Patterning of polymeric layers is a crucial step in the manufacturing of microelectronic devices. For example, integrated electronic circuits are manufactured using a plurality of photolithography steps performed in sequence to form features of electronic components on chip. Each of these lithography steps involves the exposure of a polymeric photosensitive layer (photoresist) to a ultra-violet (UV) light through a chromium photomask and the chemical development of the photoresist layer. The process allows transferring a pattern from the mask to the photoresist.
This process allows creating high definition patterns in a photoresist layer which can be used, for example, to selectively deposit a metal line or implant dopant atoms. The process also allows to precisely aligning the pattern with features already present on the integrated circuit.
Photolithography steps have also been used to fabricate high efficiency laboratory solar cells, such as the PERL solar cell at the University of New South Wales, and the A300 solar cell at the University of Stanford. Despite the record results of these solar cells, photolithography is not a viable solution for the production of commercial solar cells.
The cost of photomasks and the photoresist material does not comply with the low cost requirement of the solar cell manufacturing industry.
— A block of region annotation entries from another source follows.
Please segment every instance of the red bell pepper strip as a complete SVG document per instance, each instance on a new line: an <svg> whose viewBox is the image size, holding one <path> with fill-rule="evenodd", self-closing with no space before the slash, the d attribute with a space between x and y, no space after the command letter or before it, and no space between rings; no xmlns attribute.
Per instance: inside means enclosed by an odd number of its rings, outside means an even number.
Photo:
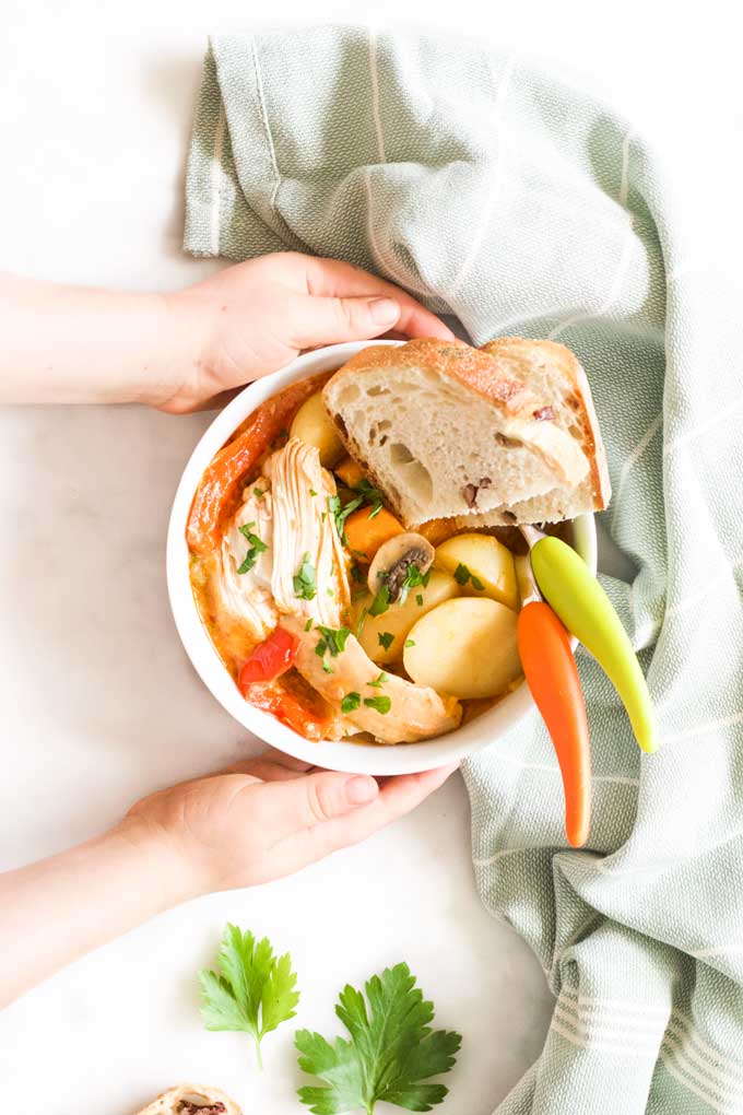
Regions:
<svg viewBox="0 0 743 1115"><path fill-rule="evenodd" d="M294 694L281 686L268 683L257 683L248 686L245 699L264 712L271 712L277 720L292 728L297 735L305 739L325 739L327 736L330 721L326 717L317 716L299 700Z"/></svg>
<svg viewBox="0 0 743 1115"><path fill-rule="evenodd" d="M227 442L204 471L190 505L186 541L194 553L208 553L219 543L223 515L229 511L237 485L286 429L295 411L314 395L330 372L290 384L266 399L248 419L250 425Z"/></svg>
<svg viewBox="0 0 743 1115"><path fill-rule="evenodd" d="M590 828L590 743L586 702L568 634L541 601L518 618L521 666L553 740L565 788L568 843L583 847Z"/></svg>
<svg viewBox="0 0 743 1115"><path fill-rule="evenodd" d="M267 639L257 644L241 668L237 687L243 697L247 696L247 690L256 681L273 681L291 669L299 646L299 639L293 634L284 628L275 628Z"/></svg>

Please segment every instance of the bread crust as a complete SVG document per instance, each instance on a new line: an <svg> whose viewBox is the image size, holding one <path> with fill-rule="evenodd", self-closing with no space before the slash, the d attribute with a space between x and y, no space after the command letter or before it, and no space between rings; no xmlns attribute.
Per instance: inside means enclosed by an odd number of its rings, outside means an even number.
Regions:
<svg viewBox="0 0 743 1115"><path fill-rule="evenodd" d="M590 468L592 488L594 493L594 511L604 511L612 498L612 485L606 463L606 450L602 438L594 400L588 386L588 378L574 352L557 341L527 340L524 337L497 337L480 349L497 362L507 361L509 368L514 363L528 374L529 366L535 360L549 360L559 368L565 380L570 385L575 399L575 413L583 432L583 452Z"/></svg>
<svg viewBox="0 0 743 1115"><path fill-rule="evenodd" d="M174 1088L160 1093L157 1099L143 1107L137 1115L179 1115L178 1105L188 1103L189 1097L198 1097L201 1105L206 1106L207 1112L209 1104L222 1104L226 1115L243 1115L242 1107L224 1092L218 1088L205 1088L201 1084L177 1084Z"/></svg>
<svg viewBox="0 0 743 1115"><path fill-rule="evenodd" d="M512 372L499 369L497 359L490 352L473 349L465 341L439 341L429 337L407 341L397 348L371 345L356 352L325 385L325 405L329 406L331 385L338 384L340 378L387 368L391 361L397 367L418 368L426 365L432 371L458 379L510 418L534 418L534 410L538 409L537 396ZM329 410L333 413L330 406Z"/></svg>
<svg viewBox="0 0 743 1115"><path fill-rule="evenodd" d="M391 363L395 367L429 367L437 374L459 380L462 386L475 391L509 418L534 421L540 417L546 400L528 386L529 378L535 369L544 367L546 362L551 369L557 368L565 380L565 394L579 426L580 448L588 463L587 478L590 483L592 510L603 511L608 505L612 489L590 388L575 355L556 341L499 337L481 349L473 349L460 340L440 341L432 338L411 340L395 348L371 345L339 368L325 385L323 398L350 454L359 462L369 478L379 485L380 477L366 459L364 446L358 444L353 435L345 429L341 416L332 405L333 391L340 386L339 379L384 369ZM392 493L388 495L395 512L400 514L401 508L395 505ZM457 516L458 525L466 526L468 517L466 514ZM493 508L485 513L478 513L472 508L473 525L475 521L482 527L492 523L512 523L514 516L504 508Z"/></svg>

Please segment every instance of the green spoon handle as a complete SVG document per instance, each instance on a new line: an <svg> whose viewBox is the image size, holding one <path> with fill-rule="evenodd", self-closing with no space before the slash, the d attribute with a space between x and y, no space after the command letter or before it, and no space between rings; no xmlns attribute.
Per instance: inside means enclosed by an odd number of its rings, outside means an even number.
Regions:
<svg viewBox="0 0 743 1115"><path fill-rule="evenodd" d="M658 746L653 702L637 656L596 578L560 539L544 537L531 547L531 568L550 608L606 671L627 710L644 752Z"/></svg>

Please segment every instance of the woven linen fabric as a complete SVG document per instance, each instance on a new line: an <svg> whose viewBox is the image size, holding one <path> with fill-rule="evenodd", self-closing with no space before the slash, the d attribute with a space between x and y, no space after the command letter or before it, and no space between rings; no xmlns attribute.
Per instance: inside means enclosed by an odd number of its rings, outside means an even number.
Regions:
<svg viewBox="0 0 743 1115"><path fill-rule="evenodd" d="M743 287L711 260L734 244L700 239L647 147L579 89L478 43L353 27L212 40L186 198L195 254L338 256L456 314L475 345L516 333L578 355L605 524L635 569L604 585L662 748L641 755L579 652L587 850L565 845L536 714L465 766L482 900L556 996L498 1112L743 1112Z"/></svg>

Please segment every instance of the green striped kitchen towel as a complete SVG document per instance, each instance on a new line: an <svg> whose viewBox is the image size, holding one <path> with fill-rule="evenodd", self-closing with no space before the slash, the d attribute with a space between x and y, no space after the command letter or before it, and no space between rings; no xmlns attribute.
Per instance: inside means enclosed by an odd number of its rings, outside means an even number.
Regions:
<svg viewBox="0 0 743 1115"><path fill-rule="evenodd" d="M340 256L454 313L476 345L520 333L578 353L607 440L605 523L635 566L604 583L663 748L641 755L580 655L589 850L565 846L536 715L466 765L482 899L556 996L540 1059L498 1111L743 1112L743 289L707 259L734 243L696 242L609 108L417 32L214 39L186 195L195 254ZM705 226L714 210L711 193Z"/></svg>

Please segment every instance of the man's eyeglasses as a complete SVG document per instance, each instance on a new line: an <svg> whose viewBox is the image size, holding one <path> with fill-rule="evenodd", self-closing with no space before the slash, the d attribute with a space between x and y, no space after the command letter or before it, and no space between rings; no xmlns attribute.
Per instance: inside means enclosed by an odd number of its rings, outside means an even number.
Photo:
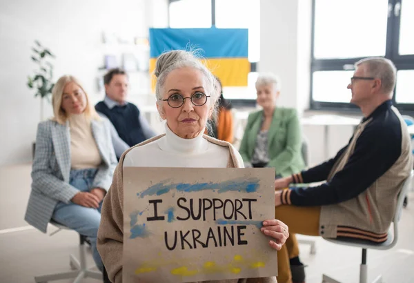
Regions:
<svg viewBox="0 0 414 283"><path fill-rule="evenodd" d="M373 79L375 79L376 78L373 77L353 77L351 78L351 84L353 83L354 81L357 79L362 79L364 81L372 81Z"/></svg>
<svg viewBox="0 0 414 283"><path fill-rule="evenodd" d="M184 104L184 101L188 98L191 103L195 106L202 106L207 102L207 97L210 95L206 95L203 92L195 92L190 97L183 97L182 95L177 93L171 95L167 99L161 99L163 101L167 101L168 105L173 108L179 108Z"/></svg>

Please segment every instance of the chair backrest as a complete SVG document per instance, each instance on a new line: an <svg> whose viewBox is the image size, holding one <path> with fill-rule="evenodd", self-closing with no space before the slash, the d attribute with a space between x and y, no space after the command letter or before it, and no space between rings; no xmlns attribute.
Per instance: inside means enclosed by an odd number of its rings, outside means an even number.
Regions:
<svg viewBox="0 0 414 283"><path fill-rule="evenodd" d="M308 142L308 139L304 135L302 136L302 144L301 148L302 158L304 159L304 162L305 162L305 166L308 167L309 166L309 159L310 154L309 154L309 146Z"/></svg>
<svg viewBox="0 0 414 283"><path fill-rule="evenodd" d="M398 238L398 222L401 218L401 214L402 213L402 206L404 204L404 199L407 195L407 192L411 186L411 182L414 177L414 170L411 170L410 175L405 179L402 184L401 191L398 195L398 199L397 200L397 207L395 208L395 214L394 215L394 219L393 220L394 225L394 238L393 239L393 243L391 244L390 248L394 246L397 244L397 239Z"/></svg>
<svg viewBox="0 0 414 283"><path fill-rule="evenodd" d="M404 119L404 121L407 124L407 126L414 125L414 118L413 118L411 116L402 115L402 119Z"/></svg>

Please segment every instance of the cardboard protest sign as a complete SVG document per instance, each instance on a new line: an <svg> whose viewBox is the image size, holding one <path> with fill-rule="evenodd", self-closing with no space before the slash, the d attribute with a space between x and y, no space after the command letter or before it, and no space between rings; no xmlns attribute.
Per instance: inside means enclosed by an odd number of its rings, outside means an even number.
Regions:
<svg viewBox="0 0 414 283"><path fill-rule="evenodd" d="M274 169L123 170L124 282L277 275Z"/></svg>

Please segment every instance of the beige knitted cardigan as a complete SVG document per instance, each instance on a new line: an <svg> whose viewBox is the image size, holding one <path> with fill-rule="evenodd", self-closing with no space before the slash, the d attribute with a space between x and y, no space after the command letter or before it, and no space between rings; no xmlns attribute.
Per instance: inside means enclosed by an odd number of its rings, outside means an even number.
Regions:
<svg viewBox="0 0 414 283"><path fill-rule="evenodd" d="M108 275L113 283L122 282L122 243L124 241L124 185L122 171L124 159L126 155L135 146L153 142L165 135L155 137L126 150L119 159L112 183L105 197L101 210L101 224L98 231L97 248ZM229 158L228 168L240 168L242 164L236 157L236 150L227 142L219 141L206 135L203 136L209 142L228 148ZM277 266L275 266L276 269ZM275 277L234 279L227 280L204 281L204 283L277 283ZM137 283L153 283L143 282ZM154 282L155 283L155 282ZM198 282L193 282L198 283Z"/></svg>

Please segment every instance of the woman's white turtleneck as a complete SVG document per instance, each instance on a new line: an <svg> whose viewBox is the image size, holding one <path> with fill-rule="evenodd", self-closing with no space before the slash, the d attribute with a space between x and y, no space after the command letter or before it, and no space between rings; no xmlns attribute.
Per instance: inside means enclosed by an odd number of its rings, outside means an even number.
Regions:
<svg viewBox="0 0 414 283"><path fill-rule="evenodd" d="M226 168L228 148L203 137L203 131L193 139L175 135L166 124L166 135L128 153L124 167Z"/></svg>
In addition, the time required for aligning the photomasks to the devices, exposing and developing the photoresist does not comply with the high throughput requirement of modern solar cell manufacturing lines.
A patterning step may be used at different stages of the solar cell manufacturing process. For example, a patterning step may be required to selective deposit a metal to form conductive fingers on a surface of a solar cell. A patterning step may be also used in many other applications, for example, the deposition of protecting coatings on glass substrates, the formation of conductive patterns on electronic boards, etc.
These applications generally do not require the resolution and alignment precision typical of the photolithography techniques used in the microelectronic industry.
There is a need for a method which can be used to pattern a polymeric layer which allows for a higher throughput and has a lower cost than conventional photolithography.